Приехав в Уссурийск, Калмыков навел справки об уряднике Евгении Помазкове, узнал, что урядник уже покинул станцию Маньчжурия и по КВЖД направляется сейчас во Владивосток. А от Владивостока до Никольска-Уссурийского, до Гродеково рукой подать. Значит, скоро будет здесь.
Известие это сил и бодрости Калмыкову не прибавило — а вдруг лихой казак вздумает отомстить атаману? Ведь Аню в Гродекове Калмыков так и не нашел, а значит, дело осталось открытым. Вот нелады, вот загвоздка, — Калмыков, ощущая, как к вискам у него подкатывает буйная кровь, давит, дышать делается нечем, рванул крючки кителя, втянул в себя сквозь зубы воздух, выдохнул, снова втянул…
Дышать сделалось легче.
Фронтовики бунтовали, носились на конях по городу Никольску-Уссурийскому и орали во все горло.
— Не признаем Калмыкова атаманом! Домой Маленького Ваньку! На дыбу его!
Прозвище «Маленький Ванька» Калмыкова бесило — он стискивал кулаки и хлопал по столу так, что чернильница-непроливашка подскакивала метра на два, а бывалые казаки вздрагивали и напряженно прислушивались: где стреляют? Воздух после такой стрельбы начинал клубами перемещаться по пространству.
— Поотрубаю головы нехристям! — сжимая зубы, хрипел Калмыков, но ничего поделать не мог.
Фронтовики продолжали горланить. Атамана стали ненавидеть еще более люто и при упоминании его станичники громко скрипели зубами.
— Прощелыга! — орали фронтовики. — Маленький Ванька — прощелыга!
Хорошего настроения это Калмыкову не добавляло.
Калмыков так же, как и фронтовики, скрипел зубами, закрывал наглухо окна и задергивал шторы.
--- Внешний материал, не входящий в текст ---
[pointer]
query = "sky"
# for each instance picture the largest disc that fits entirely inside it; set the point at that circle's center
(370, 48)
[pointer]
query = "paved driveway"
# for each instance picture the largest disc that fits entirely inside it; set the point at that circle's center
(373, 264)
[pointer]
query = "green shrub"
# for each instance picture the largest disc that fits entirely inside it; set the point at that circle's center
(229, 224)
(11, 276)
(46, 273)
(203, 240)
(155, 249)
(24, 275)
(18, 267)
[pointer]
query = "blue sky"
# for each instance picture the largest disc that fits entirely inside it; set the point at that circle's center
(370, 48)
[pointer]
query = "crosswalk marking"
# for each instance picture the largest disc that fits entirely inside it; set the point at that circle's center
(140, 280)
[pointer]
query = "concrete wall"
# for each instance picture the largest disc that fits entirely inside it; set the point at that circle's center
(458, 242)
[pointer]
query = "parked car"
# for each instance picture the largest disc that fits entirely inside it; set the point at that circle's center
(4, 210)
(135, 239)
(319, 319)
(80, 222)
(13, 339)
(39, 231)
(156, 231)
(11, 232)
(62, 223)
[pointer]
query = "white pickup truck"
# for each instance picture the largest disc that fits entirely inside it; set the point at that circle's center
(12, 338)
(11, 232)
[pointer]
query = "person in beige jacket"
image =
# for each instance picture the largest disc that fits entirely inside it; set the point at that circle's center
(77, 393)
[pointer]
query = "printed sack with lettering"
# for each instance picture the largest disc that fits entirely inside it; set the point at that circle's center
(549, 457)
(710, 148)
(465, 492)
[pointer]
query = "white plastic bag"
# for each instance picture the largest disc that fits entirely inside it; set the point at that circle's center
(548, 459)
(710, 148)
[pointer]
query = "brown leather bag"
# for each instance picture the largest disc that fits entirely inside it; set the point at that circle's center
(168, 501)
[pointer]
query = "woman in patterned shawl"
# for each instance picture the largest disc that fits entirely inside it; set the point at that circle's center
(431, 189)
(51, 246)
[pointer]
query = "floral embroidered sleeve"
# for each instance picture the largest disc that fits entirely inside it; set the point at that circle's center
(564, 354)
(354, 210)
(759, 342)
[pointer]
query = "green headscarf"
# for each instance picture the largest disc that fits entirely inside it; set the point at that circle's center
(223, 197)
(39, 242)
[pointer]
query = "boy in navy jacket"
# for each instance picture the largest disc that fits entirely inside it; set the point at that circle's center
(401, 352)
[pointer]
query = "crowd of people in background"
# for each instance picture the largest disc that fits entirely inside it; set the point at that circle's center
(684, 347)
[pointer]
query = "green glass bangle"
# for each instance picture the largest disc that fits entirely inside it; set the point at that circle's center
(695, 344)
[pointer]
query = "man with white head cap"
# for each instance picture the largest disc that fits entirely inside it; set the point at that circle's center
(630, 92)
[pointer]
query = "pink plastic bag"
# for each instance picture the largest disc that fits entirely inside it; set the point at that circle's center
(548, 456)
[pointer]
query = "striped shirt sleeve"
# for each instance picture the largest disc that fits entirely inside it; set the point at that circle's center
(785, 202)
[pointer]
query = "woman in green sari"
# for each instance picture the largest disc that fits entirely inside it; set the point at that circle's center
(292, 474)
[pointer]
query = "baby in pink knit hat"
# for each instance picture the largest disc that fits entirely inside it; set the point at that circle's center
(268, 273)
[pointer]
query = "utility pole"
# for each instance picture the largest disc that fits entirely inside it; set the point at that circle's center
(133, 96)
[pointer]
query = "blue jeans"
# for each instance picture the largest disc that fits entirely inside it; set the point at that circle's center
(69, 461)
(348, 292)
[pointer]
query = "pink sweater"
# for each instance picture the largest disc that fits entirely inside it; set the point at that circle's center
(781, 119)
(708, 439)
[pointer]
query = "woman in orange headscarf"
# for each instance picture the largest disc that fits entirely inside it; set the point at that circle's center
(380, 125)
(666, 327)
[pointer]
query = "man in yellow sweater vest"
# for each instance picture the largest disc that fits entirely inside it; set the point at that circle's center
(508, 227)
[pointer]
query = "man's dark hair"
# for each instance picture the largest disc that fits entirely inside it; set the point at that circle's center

Он уже несколько дней со своими людьми и прежде всего с Савицким, оказавшимся способным штабистом, и с англичанами, которыми командовал майор Данлоп, разрабатывал план свержения советской власти в Приморье.
— Ничего-о-о, — стискивал зубы Калмыков, взмахивал кулаком, — я еще вам покажу Маленького Ваньку… Такого Ваньку покажу, что молиться будете, чтобы вас убили — жить сделается невмоготу.